Entscheidung: Der BFH verwies die Sache an das FG zur weiteren Aufklärung zurück:
- Eine Vorsteuerberichtigung setzt voraus, dass sich die Verhältnisse, die für den ursprünglichen Vorsteuerabzug maßgeblich waren, im Berichtigungszeitraum – bei Immobilien: zehn Jahre – geändert haben. Die Änderung muss sich auf das sog. Berichtigungsobjekt beziehen. Dies ist bei einer Immobilie grundsätzlich das gesamte Gebäude, weil das Gesetz auf das Grundstück einschließlich ihrer wesentlichen Bestandteile, d.h. die Gebäude, abstellt.
- Allerdings stellt der Gesetzgeber für die Vorsteuerberichtigung auch darauf ab, dass das Wirtschaftsgut „verwendet“ wird. Daher kommt als Berichtigungsobjekt das Gebäude nur insoweit in Betracht, als es bereits verwendet wird. Bei einer Errichtung und Nutzung in Bauabschnitten, z.B. Geschossen, ist also der einzelne Bauabschnitt das Berichtigungsobjekt.
- Der BFH hat den Fall nun an das FG zurückverwiesen, damit es die Vorsteuerberichtigung bezüglich des Unter- und Erdgeschosses prüfen kann. Dabei muss es auch prüfen, ob die Bagatellgrenze greift, die verlangt, dass eine Änderung der Verhältnisse bezüglich des Unter- und Erdgeschosses im Umfang von mindestens zehn Prozentpunkten eingetreten ist, es sei denn, der jährliche Berichtigungsbetrag beläuft sich auf mehr als 1.000 €.

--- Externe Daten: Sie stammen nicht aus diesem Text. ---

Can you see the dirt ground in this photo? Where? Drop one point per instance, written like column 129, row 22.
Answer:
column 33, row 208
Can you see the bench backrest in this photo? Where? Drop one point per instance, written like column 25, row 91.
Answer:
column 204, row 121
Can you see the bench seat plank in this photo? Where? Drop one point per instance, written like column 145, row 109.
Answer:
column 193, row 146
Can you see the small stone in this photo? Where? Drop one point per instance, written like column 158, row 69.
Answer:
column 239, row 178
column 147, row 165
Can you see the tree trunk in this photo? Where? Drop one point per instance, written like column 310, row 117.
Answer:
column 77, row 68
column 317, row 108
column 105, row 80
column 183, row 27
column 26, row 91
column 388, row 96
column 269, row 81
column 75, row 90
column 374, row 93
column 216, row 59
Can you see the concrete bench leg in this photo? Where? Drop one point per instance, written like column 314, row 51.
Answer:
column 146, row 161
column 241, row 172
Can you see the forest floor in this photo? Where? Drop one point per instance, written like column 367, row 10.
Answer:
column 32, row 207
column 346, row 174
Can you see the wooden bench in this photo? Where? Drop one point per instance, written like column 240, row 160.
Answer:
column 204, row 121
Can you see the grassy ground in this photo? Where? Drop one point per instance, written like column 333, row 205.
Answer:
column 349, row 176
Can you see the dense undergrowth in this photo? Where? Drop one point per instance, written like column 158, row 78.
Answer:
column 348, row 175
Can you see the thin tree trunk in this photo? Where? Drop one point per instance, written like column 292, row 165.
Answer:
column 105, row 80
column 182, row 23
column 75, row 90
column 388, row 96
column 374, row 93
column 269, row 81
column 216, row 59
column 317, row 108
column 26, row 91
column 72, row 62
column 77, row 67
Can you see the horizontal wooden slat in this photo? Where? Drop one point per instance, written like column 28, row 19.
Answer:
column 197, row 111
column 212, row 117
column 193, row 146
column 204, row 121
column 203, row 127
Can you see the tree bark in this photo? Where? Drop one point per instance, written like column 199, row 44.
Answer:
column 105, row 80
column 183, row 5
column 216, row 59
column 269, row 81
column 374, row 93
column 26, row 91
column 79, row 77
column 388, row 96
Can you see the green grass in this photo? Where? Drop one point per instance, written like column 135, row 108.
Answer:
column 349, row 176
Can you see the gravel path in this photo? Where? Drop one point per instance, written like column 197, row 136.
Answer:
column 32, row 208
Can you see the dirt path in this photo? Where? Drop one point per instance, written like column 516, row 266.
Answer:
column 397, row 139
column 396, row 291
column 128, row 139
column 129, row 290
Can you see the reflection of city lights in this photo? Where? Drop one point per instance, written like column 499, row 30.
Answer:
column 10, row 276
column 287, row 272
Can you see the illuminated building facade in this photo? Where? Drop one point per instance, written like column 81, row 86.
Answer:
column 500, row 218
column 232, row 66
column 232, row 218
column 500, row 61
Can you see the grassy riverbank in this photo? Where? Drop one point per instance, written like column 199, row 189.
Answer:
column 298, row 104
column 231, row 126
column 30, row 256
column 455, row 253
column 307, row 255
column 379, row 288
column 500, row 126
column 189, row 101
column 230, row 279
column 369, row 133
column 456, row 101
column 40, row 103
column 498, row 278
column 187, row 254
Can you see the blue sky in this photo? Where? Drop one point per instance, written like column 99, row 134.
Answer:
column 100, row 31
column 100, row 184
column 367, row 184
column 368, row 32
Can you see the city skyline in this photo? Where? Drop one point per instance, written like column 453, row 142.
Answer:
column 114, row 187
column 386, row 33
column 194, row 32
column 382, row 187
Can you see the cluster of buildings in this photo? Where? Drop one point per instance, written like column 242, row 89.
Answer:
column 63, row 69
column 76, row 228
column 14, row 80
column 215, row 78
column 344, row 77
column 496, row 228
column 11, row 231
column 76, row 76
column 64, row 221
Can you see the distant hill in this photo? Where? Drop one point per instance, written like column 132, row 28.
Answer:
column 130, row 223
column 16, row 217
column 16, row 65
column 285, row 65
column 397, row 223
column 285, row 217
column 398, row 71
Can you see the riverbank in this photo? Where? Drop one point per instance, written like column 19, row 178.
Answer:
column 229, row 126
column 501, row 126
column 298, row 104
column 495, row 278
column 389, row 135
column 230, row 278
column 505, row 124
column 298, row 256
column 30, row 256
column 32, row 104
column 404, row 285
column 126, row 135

Hinweise: Der BFH folgt der Auffassung der Finanzverwaltung. Es kommt also nicht auf das Gesamtgebäude an, wenn die einzelnen Gebäudeabschnitte nacheinander in Betrieb genommen werden. Berichtigungsobjekt ist dann der einzelne Bauabschnitt. Dies hat zum einen Bedeutung für die Anwendung der Bagatellgrenze, zum anderen aber auch für die Anzahl der Berichtigungszeiträume, da für jeden einzelnen Bauabschnitt, der in Betrieb genommen wird, ein eigener Berichtigungszeitraum gilt.